Pernyataan Presiden Joko Widodo (Jokowi) yang dinilai memamerkan kehebatan dirinya dan tim negosiasi Freeport dalam pembahasan divestasi saham Freeport menuai kritikan dari Gerakan Pribumi Indonesia (GEPRINDO). Pernyataan itu disampaikan Jokowi dalam acara Rakernas Projo III di Sport Hall Kelapa Gading, Jakarta Utara, Senin (4/9) kemarin.
“Ada satu statemen Jokowi yang menurut saya kurang elegan untuk diucapkan oleh seorang presiden Republik Indonesia di mana Pak Jokowi terkesan pamer akan kehebatan dirinya dan tim negosiasi Freeport dalam pembahasan divestasi saham Freeport untuk Indonesia sebesar 51%,” kata Presiden GEPRINDO Bastian P Simanjuntak melalui rilisnya, Selasa (5/9).
Jokowi mendeskripsikan betapa alotnya negosiasi antara pemerintah Indonesia dengan Freeport, namun sayangnya, lanjut Bastian, ada hal yang menurutnya terlalu ditonjolkan, sementara ada hal lain yang dihilangkan oleh Jokowi terkait dengan peraturan-peraturan yang diterbitkan oleh pemerintahan sebelumnya.
“Ada kesan yang ingin ditonjolkan oleh Pak Jokowi bahwa di bawah kepemimpinan Presiden Jokowi Indonesia berhasil memenangkan negosiasi dengan pelepasan saham Freeport sebesar 51 persen".
Bastian mengaku, dirinya memahami seluk beluk industri pertambangan mineral dan tembaga. Dan dia telah menjadi pelaku usaha di bidang tersebut sejak pemerintahan Presiden Susilo Bambang Yudhoyono (SBY) di mana SBY mengeluarkan mengeluarkan undang-undang yang dinilainya revolusioner, yaitu Undang-undang nomor 4 tahun 2009 yang menyangkut larangan ekspor mineral mentah atau ore ke luar negeri dan kewajiban perusahaan tambang mineral logam untuk membangun smelter.
Undang-undang tersebut diikuti dengan terbitnya PP 23 tahun 2010 dan PP 24 tahun 2012, sehingga, kata Bastian, divestasi 51% saham Freeport tak lepas dari jasa SBY.
“Berhubung usaha saya bergerak di industri pertambangan mineral tembaga, saya cukup mengikuti perkembangan peraturan yang berhubungan dengan industri pertambangan mineral. Setahu saya sejak tahun 2009 di masa pemerintahan SBY, aturan tersebut membuat industri pertambangan mineral terhenti, saya salah satu korban kebijakan tersebut, meskipun saya mengalami kerugian yang sangat besar saya tetap mendukung terbitnya aturan-aturan tersebut karena tujuannya sangat bagus untuk kepentingan strategis bangsa dan negara Indonesia ke depan."

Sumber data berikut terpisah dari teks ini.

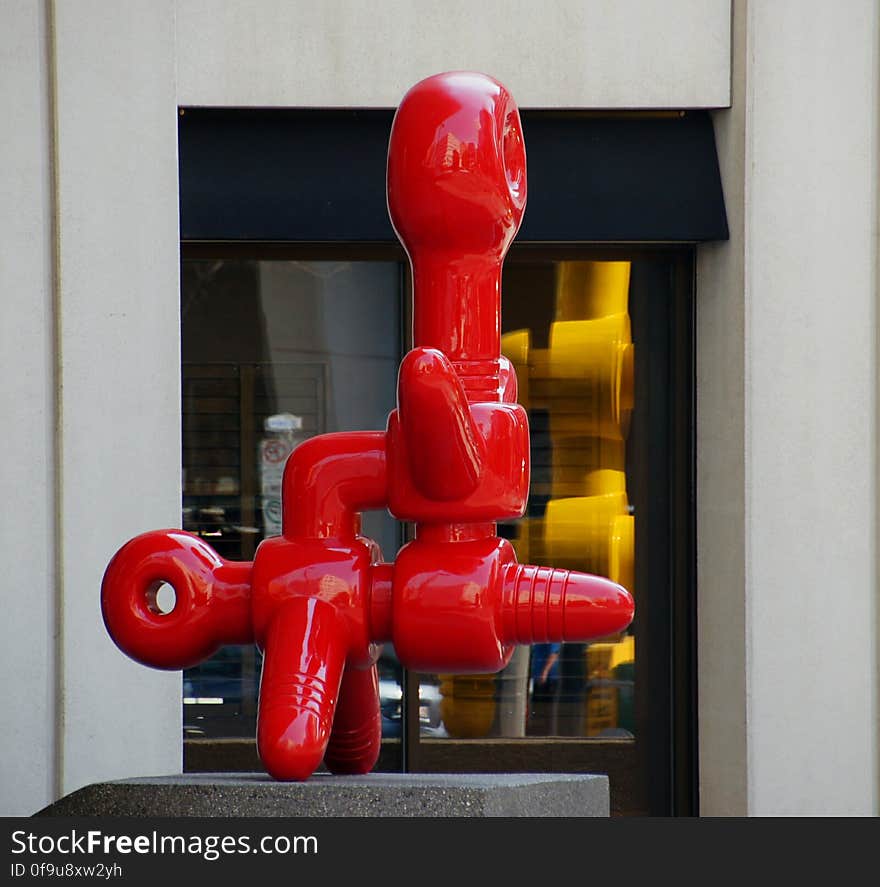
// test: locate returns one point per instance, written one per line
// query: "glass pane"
(273, 352)
(567, 330)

Dalam PP 23 maupun PP 24 diatur tentang divestasi saham pemegang izin usaha pertambangan dan izin usaha pertambangan khusus yang sahamnya dimiliki oleh asing.
Pasal 97 ayat 1 ditekankan bahwa pemegang iup dan iupk dalam rangka penanaman modal asing setelah 5 tahun berproduksi wajib melakukan divestasi sahamnya secara bertahap sehingga pada tahun ke 10 sahamnya paling sedikit 51% dimiliki peserta Indonesia, dan PP ini pun secara otomatis berlaku untuk Freeport.

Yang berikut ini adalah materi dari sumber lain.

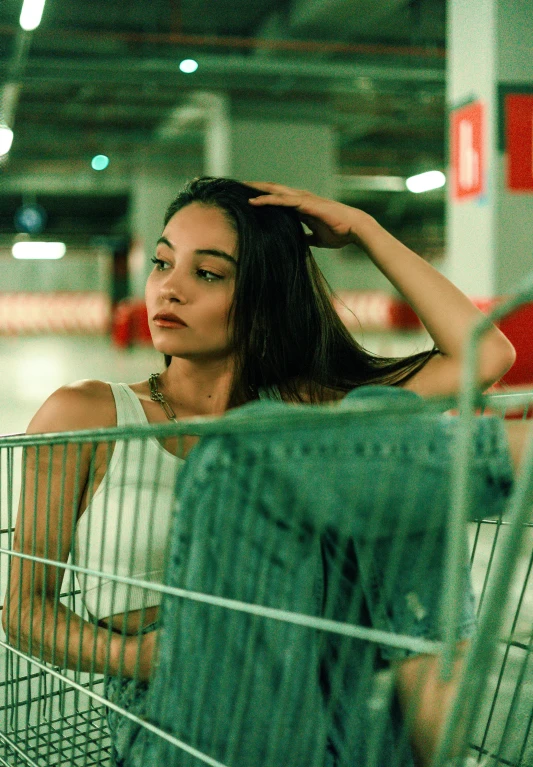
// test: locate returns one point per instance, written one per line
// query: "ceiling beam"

Sangatlah tidak elegan ketika Jokowi tidak menceritakan jasa SBY dalam memperjuangkan kepemilikan Indonesia terhadap saham Freeport, bahkan, Jokowi terus menyindir pemerintah sebelumnya dengan mengatakan Indonesia terus saja hanya medapatkan 9%.
“Jokowi seharusnya berkata jujur, peraturan divestasi 51% saham pertambangan asing adalah berkat jasa pak SBY, kalau SBY tidak menerbitkan UU No 4, PP 23, PP 24, sudah pasti pemerintahan Jokowi tidak akan bisa bernegosiasi dengan Freeport untuk melepas sahamnya 51%, dan belum tentu juga Pak Jokowi seberani Pak SBY menerbitkan UU dan PP yang tidak populer di mata para pengusaha tambang lokal maupun asing, malahan sebaliknya sempat terdengar wacana pemerintah Jokowi akan memperbolehkan kembali ekspor mineral mentah."
Dia pun berharap Projo tidak menelan mentah-mentah apa yang dikatakan Jokowi agar tidak ditertawakan para pelaku usaha pertambangan.
“Semoga saja Projo tidak langsung menerima mentah-mentah perintah Pak Jokowi untuk memamerkan kepada masyarakat bahwa divestasi saham freeport adalah berkat keberhasilan pemerintah Jokowi semata, karena nanti bisa ditertawakan oleh praktisi pertambangan,” pungkas Bastian.